Старуха обрадованно последовала ее дурному примеру: дунула в мундштук папироски, чтобы не попали в горло табачные крошки, закурила, затянулась сладостно, с удовольствием.
– Навечно не бывает, – повторила приемщица, – все напрокат. Попользовался – заплати и слазь. Даже сама жизнь и то нам дается во временное пользование, – закончила она по-казенному сухо, как будто читала формуляр описи.
– Да, конечно, – поспешно согласилась старуха, хотя никогда не задумывалась, навечно ей дадена жизнь или только попользоваться и сдать. «А что, вот и они мною попользовались, взяли напрокат, а теперь сдали замуж», – радостно подумала она о детях, оправдывая их поступок общим ходом вещей.
Радио играло бравурную музыку.
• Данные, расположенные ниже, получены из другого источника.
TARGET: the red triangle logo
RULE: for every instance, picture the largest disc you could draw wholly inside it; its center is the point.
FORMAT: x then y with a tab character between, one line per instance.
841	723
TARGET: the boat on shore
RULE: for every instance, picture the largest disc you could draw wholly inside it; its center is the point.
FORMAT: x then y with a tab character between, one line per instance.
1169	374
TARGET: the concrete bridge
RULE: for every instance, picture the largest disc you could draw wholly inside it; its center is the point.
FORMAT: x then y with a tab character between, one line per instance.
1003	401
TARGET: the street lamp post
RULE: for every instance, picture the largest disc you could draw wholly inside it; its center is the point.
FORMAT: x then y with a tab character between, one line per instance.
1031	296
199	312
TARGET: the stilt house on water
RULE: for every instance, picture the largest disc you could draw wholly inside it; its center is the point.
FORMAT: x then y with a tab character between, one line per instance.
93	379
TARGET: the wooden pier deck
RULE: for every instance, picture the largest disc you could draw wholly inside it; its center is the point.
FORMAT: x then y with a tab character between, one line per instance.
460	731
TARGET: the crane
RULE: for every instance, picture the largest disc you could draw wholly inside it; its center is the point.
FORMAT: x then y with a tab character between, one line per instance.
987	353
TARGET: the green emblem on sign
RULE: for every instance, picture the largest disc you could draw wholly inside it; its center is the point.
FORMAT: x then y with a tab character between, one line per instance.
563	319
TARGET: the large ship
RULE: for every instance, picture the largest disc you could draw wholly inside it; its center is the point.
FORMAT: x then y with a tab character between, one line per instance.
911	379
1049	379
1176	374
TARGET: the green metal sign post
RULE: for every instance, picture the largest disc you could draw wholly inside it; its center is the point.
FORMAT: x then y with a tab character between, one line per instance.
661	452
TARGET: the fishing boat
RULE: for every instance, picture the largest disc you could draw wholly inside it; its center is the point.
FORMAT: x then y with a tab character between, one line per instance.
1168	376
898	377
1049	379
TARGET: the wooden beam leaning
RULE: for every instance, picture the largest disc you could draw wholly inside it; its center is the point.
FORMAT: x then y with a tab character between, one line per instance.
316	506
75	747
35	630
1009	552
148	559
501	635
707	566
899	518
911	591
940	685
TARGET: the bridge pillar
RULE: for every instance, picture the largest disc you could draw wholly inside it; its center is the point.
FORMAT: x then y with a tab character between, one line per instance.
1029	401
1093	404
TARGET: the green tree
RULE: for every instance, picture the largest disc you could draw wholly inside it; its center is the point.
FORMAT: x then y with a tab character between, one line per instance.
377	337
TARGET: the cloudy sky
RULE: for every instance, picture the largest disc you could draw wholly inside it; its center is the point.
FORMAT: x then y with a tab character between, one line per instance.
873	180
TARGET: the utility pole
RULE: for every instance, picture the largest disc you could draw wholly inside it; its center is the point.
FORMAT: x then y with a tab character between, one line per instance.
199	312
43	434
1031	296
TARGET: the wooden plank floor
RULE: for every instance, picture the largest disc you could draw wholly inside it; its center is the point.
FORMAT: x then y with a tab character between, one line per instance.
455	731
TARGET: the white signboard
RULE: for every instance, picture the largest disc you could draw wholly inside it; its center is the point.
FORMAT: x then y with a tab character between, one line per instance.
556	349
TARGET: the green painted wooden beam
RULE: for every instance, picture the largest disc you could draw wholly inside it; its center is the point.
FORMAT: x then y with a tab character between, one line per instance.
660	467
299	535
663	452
Старуха вспомнила о своих губошлепах внучиках, которые никогда не задумываются о ней, точно так же как не задумываются о своих родителях, а только о себе, о своей личной жизни. Года два назад сын Витя сделал им про это замечание, а они в ответ: «Имеем право, у нас еще год детства!» Тогда им было по пятнадцати, и вот они заявили, что, мол, недоели счастливое детство. Сейчас по семнадцати, а всё недоели… Но, может, они правы? Не полностью, частично. Ведь если сильно подумать, то каждый имеет право на свою жизнь. Это только ей в голову не приходило, некогда было задуматься. Всю свою жизнь, до копейки, она отдавала то детям, то внучикам, то фабрике. Теперь даже дедку полоумному отдает, будто заведенная, даже с удовольствием. Но ведь он чем платит?.. Хорошего мало, но лишь бы войны не было! «Лишь бы войны не было» – это она исповедовала всегда, как самую главную свою веру. Она хорошо помнила и войну, и голод тридцать третьего, и голод сорок шестого. Чего там сравнивать – совсем другая теперь жизнь, ничего общего. Дай бог, пусть так и будет, только бы хорошо, чтобы все-таки улучшалось. И без этих проклятых атомов, про которые даже подумать нельзя понятно, не то что высказать.